Here are a few additional tips for first-generation college applicants:

  • Define ‘First-Generation’

Be sure you identify exactly how ‘first-generation student’ is defined at your target schools, as it varies.

  • Complete the Additional Information Section on the Common App

The additional information section on the Common Application is the place to include information that you haven’t included anywhere else on the Common App and an ideal spot to write an essay that highlights how your life has been shaped by having parents who did not attend college. It also provides an opportunity to demonstrate what attending college means to you, given your background. By opting out of this section, you lose a chance to set yourself apart from your peers.

  • Look for Resources at Your Target Schools

Statistics show that first-generation students often need more support. According to the EAB, 90 percent of low-income first-generation students leave college within six years without a degree. More than a quarter leave after their first year — four times the dropout rate of higher-income second-generation students.

Unfortunately, many first-generation college applicants don’t have parental support to help guide them through the application process and oftentimes are working at least part time to finance their education. Seek help and guidance by contacting the admissions office at your prospective colleges to ask if they have programs, guides, mentor groups or other resources for first-generation students. Do not let pride stand in the way of success.

Many top colleges and universities have resources to help first-generation students thrive. Fifteen percent of Stanford’s Class of 2019 and ten percent of Duke’s Class of 2019 incoming freshmen are the first in their families to attend college and participate in I’m First!, ‘an online community providing first-generation college students – and those who advise them – with inspiration, information, and support on the road to and through college.’ Dartmouth College started their First Year Student Enrichment Program in 2009. The University of Iowa provides a program called First Generation Iowa to students, M.I.T. has the First Generation Project and Clemson University offers a FIRST-Generation Success Program. Programs of this nature are widespread and available; students simply can’t be too afraid to reach out and use them.

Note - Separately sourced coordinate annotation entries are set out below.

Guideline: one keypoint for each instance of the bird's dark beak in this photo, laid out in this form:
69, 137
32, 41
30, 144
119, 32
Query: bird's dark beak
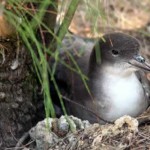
139, 62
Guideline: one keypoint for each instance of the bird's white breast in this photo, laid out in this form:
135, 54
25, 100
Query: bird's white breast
124, 95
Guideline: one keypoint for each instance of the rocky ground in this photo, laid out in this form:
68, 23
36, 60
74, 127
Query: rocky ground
131, 17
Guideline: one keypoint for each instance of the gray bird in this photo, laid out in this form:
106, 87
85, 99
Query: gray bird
113, 87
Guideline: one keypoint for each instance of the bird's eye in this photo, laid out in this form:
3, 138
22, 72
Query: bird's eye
115, 52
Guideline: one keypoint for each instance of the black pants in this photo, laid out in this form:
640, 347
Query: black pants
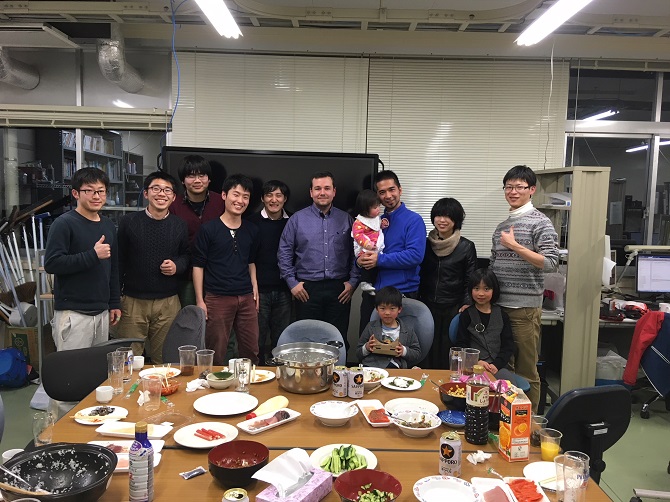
323, 305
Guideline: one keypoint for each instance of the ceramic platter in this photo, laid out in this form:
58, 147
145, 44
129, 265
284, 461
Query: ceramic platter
395, 383
223, 404
321, 453
186, 435
84, 416
441, 488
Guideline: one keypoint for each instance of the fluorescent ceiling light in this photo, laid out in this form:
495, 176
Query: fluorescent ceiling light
645, 147
220, 17
601, 115
547, 23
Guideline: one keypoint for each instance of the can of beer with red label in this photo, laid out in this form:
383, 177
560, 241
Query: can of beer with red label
340, 379
450, 454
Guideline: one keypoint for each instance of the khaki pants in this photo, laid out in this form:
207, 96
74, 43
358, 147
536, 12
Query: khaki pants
526, 330
148, 319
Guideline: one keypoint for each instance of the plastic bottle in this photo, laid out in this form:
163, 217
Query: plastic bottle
477, 407
141, 466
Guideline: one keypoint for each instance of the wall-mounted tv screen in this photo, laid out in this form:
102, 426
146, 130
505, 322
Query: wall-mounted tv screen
352, 171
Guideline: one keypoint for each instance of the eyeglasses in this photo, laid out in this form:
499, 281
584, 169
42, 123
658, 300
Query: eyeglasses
156, 190
87, 191
515, 188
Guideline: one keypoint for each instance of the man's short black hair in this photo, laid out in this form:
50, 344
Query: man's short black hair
386, 175
524, 173
488, 277
366, 200
237, 179
160, 175
89, 176
451, 208
388, 296
194, 164
322, 174
272, 185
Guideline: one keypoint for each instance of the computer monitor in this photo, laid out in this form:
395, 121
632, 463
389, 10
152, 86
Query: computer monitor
653, 273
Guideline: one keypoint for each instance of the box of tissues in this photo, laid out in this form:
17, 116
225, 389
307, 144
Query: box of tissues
293, 479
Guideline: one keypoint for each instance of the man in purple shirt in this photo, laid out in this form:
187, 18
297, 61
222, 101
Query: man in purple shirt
316, 258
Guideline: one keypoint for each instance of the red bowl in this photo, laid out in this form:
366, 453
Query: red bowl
350, 483
234, 463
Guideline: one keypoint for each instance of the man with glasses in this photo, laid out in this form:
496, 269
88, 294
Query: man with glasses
81, 252
525, 247
196, 206
154, 254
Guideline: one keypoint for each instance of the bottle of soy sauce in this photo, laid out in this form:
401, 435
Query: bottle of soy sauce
141, 466
477, 407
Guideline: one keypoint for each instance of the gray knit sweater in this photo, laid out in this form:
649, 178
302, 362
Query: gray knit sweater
522, 284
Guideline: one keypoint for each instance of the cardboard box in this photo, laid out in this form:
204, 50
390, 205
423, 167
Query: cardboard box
515, 414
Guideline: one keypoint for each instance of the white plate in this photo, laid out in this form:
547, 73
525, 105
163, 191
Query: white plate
262, 376
539, 471
247, 425
539, 490
321, 453
123, 461
223, 404
186, 435
83, 417
414, 384
411, 403
366, 406
122, 447
160, 370
127, 430
441, 488
486, 484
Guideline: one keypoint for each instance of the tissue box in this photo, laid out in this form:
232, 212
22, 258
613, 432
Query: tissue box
319, 485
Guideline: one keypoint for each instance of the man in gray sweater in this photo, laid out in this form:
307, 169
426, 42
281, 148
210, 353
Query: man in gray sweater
525, 247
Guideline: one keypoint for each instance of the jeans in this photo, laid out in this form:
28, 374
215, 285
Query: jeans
274, 315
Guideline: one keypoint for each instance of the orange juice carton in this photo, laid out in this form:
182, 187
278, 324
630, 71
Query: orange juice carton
515, 413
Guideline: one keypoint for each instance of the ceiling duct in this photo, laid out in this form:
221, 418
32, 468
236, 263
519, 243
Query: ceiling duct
113, 65
16, 73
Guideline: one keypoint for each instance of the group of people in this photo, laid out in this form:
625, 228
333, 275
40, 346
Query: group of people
254, 275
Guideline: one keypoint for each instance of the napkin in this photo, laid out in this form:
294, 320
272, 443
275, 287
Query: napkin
288, 472
198, 383
478, 457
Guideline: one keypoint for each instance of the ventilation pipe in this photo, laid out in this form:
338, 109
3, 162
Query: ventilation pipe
113, 65
16, 73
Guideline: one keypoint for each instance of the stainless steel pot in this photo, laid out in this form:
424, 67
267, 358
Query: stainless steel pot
305, 367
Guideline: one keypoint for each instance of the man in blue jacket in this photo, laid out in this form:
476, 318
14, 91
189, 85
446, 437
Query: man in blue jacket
405, 244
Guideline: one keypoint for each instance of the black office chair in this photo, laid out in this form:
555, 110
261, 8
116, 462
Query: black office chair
188, 328
592, 419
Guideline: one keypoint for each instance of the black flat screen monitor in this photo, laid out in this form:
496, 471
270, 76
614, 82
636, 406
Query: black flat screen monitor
653, 273
352, 171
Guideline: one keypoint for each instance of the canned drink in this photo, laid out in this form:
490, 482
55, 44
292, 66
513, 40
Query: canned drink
235, 495
450, 454
340, 381
355, 383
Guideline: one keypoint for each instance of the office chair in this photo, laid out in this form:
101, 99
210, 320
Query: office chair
592, 419
188, 328
503, 373
417, 315
313, 330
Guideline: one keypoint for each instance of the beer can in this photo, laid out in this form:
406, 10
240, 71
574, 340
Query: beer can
340, 381
235, 495
355, 383
450, 454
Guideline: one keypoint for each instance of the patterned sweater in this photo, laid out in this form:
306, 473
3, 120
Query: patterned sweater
522, 284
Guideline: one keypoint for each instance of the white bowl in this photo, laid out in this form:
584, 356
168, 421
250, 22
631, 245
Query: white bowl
333, 413
415, 417
217, 383
372, 377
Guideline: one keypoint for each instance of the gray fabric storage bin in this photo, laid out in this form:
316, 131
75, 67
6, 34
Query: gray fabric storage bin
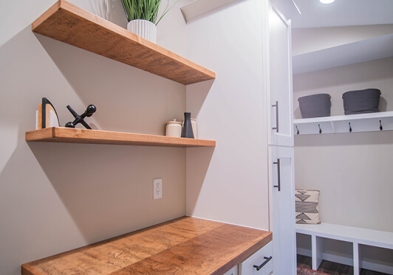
317, 105
361, 101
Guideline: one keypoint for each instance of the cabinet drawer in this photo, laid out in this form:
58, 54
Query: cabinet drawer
233, 271
252, 266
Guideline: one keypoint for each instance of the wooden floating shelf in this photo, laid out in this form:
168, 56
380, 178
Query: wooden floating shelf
72, 25
344, 124
71, 135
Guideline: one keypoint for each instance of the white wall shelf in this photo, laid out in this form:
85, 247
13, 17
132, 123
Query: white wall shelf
344, 124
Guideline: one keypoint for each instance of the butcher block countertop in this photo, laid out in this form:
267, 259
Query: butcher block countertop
183, 246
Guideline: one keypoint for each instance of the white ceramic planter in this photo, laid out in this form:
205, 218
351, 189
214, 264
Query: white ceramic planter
144, 29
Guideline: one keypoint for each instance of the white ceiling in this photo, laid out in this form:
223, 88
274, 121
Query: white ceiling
339, 13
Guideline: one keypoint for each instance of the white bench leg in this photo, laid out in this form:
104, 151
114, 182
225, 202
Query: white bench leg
317, 249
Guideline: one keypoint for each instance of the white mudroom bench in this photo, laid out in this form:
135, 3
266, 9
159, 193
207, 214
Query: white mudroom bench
356, 236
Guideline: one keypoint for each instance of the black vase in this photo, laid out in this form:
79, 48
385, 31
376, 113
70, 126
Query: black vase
187, 127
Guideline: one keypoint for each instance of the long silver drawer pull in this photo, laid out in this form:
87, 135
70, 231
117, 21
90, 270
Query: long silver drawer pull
276, 128
278, 175
267, 259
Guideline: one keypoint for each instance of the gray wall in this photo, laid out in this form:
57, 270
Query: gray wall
352, 171
56, 197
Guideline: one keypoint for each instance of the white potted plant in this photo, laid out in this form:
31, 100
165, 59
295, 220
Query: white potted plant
143, 17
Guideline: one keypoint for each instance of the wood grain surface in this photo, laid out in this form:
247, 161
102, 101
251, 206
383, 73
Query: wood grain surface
70, 24
182, 246
74, 135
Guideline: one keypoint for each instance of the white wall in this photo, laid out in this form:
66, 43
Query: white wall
56, 197
233, 186
352, 171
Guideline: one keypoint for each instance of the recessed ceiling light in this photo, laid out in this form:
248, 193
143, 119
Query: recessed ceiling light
326, 1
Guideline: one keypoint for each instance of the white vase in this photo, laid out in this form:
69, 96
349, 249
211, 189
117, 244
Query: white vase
143, 28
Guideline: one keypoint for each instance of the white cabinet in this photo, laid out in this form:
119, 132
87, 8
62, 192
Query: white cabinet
281, 162
283, 209
280, 69
260, 263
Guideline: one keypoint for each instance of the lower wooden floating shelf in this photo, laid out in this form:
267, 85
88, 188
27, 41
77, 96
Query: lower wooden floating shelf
71, 135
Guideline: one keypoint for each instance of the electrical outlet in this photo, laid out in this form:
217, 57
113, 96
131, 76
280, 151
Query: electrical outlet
157, 189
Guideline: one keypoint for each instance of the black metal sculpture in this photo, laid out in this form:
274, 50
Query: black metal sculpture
90, 110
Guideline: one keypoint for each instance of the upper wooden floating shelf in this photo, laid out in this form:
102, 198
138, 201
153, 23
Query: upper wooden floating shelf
70, 24
71, 135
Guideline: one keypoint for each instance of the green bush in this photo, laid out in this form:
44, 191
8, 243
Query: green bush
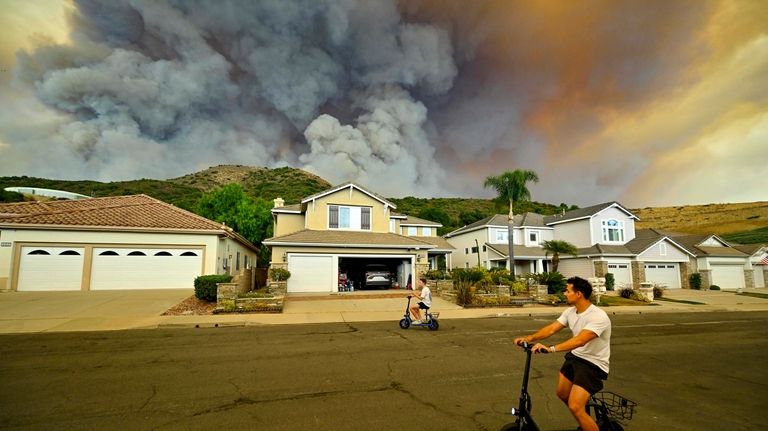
626, 293
436, 274
695, 280
205, 286
279, 274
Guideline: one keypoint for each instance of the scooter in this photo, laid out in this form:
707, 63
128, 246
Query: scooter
430, 322
608, 407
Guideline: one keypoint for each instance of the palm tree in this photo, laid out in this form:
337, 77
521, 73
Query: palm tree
512, 186
558, 247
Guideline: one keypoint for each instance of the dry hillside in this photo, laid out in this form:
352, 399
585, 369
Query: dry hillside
711, 218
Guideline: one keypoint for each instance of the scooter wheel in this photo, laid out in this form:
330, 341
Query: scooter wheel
433, 325
515, 426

If a college representative is visiting your high school for an information session, use the opportunity to meet the representative and identify yourself as a first-generation student. This will help you build personal connections and may lead to personalized support during your college admissions process.

LEVERAGE YOUR STORY

Be proud of where you come from and recognize how you can position yourself to succeed once in college. If you are a first-generation student, embrace it, then leverage your story and all the resources available to maximize your success.